Umano. Ecco il Tour che ritorna umano. Con errori e furbizie di comportamenti che fanno i campioni e i gregari. In un giorno il Tour si mette alle spalle polemiche e sospetti. Chiacchiere di noia in tappe troppo scontate e di attesa per chissà cosa.

Immagini emblematiche che si rincorrono in televisione. Una furbizia di un attimo. Una foratura e un Tour, o almeno un podio, che scappa via. Valverde non se l’aspettava e qualcuno già dice che non si fa così. Ma in un ciclismo dove i piazzamenti contano soldoni pesanti è difficile far svettare la signorilità. Ma ci sarà tempo per rendere pan per focaccia.

Tour de France 2012Ancora una volta, poi, abbiamo visto un corridore che nel momento di difficoltà, anziché ascoltare l’istinto del campione, si piega ad ascoltare la radio. Era brutto Schleck quella volta, lo è stato altrettanto Froome oggi. C’era da chiudere un buco con uno scatto secco, che aveva tutto nelle gambe. Ha preferito chiedere che fare. Ecco la differenza tra un campione e un aspirante.

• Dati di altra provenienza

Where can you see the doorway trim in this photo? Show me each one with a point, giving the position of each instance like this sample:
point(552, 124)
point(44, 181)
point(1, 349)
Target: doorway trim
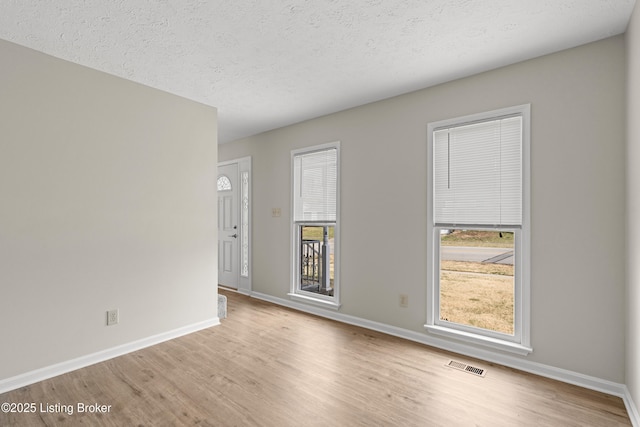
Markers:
point(244, 206)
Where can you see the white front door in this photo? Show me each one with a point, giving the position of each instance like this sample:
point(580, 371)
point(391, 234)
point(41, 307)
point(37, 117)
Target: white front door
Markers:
point(228, 222)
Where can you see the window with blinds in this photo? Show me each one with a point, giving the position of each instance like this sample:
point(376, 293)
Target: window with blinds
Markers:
point(478, 202)
point(478, 173)
point(315, 178)
point(314, 225)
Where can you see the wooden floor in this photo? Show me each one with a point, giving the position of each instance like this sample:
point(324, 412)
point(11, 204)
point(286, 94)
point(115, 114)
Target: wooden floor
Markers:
point(270, 366)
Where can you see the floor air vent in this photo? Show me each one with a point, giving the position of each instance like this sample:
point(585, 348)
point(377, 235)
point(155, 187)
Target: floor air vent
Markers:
point(466, 368)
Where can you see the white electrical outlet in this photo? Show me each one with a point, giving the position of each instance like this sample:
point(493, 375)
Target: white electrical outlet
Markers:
point(404, 300)
point(113, 316)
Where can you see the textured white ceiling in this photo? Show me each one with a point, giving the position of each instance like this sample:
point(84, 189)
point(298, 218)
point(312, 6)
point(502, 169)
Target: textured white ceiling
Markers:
point(266, 64)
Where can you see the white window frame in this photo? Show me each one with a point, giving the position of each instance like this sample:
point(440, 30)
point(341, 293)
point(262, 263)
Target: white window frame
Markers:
point(297, 294)
point(519, 343)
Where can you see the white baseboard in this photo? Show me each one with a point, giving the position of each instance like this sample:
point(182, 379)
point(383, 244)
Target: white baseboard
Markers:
point(41, 374)
point(632, 409)
point(559, 374)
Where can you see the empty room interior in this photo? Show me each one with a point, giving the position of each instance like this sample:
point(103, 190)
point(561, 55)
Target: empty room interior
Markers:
point(320, 213)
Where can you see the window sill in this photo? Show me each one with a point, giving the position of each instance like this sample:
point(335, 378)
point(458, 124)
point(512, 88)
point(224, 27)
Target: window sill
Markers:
point(495, 343)
point(315, 301)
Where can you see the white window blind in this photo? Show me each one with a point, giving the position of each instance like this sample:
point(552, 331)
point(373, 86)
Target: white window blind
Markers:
point(315, 178)
point(478, 173)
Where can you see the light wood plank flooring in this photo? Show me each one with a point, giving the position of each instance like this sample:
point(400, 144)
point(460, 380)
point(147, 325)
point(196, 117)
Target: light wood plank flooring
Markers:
point(270, 366)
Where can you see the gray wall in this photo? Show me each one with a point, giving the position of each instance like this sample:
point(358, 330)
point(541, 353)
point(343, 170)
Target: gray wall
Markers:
point(578, 200)
point(633, 207)
point(107, 193)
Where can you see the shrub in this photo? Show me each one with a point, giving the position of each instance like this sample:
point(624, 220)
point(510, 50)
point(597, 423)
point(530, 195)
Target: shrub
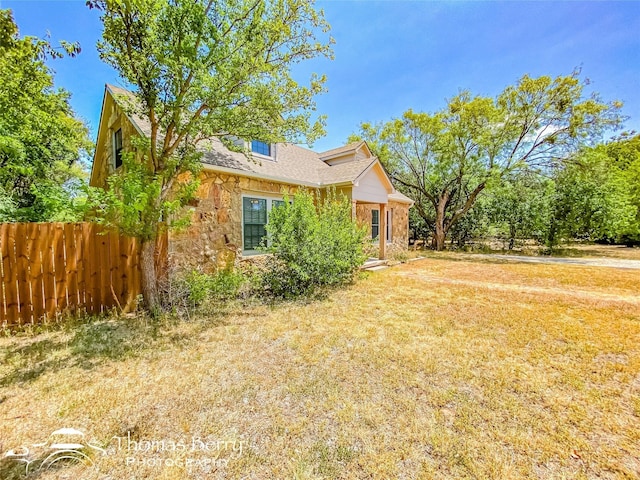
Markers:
point(313, 243)
point(187, 290)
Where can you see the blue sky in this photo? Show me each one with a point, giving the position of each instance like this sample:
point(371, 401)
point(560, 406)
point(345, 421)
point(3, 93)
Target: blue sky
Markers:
point(394, 55)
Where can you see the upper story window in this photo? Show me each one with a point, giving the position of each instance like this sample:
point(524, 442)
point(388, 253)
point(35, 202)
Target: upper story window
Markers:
point(375, 223)
point(117, 148)
point(262, 148)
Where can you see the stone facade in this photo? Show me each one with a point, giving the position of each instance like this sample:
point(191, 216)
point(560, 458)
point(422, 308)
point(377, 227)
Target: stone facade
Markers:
point(214, 238)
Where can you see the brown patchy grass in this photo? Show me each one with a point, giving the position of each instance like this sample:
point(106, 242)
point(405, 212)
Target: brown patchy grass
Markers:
point(434, 369)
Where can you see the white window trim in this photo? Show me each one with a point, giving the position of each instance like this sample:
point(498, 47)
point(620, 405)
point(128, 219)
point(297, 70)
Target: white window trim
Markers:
point(373, 239)
point(269, 200)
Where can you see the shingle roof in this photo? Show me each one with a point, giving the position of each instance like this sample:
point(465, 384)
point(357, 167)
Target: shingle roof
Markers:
point(294, 164)
point(346, 172)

Contador oggi, forse, l’ha studiata a tavolino. O forse no. Ha sentito il vento, ha visto Froome troppo solo e ha chiamato i suoi compagni di squadra per l’imboscata. L’altro ha atteso troppo e troppo tardi ha capito che una tappa col vento è come una corsa in salita: guai a non stare sulle ruote dell’avversario.

Tour riaperto? Chissà. Certamente in qualche squadra si dovrà discutere di tecnologia e decisioni da prendere al volo. Quelle che non ti basta neppure l’immediatezza del “tempo reale” di una radio. Decisioni che devono far parte di un campione.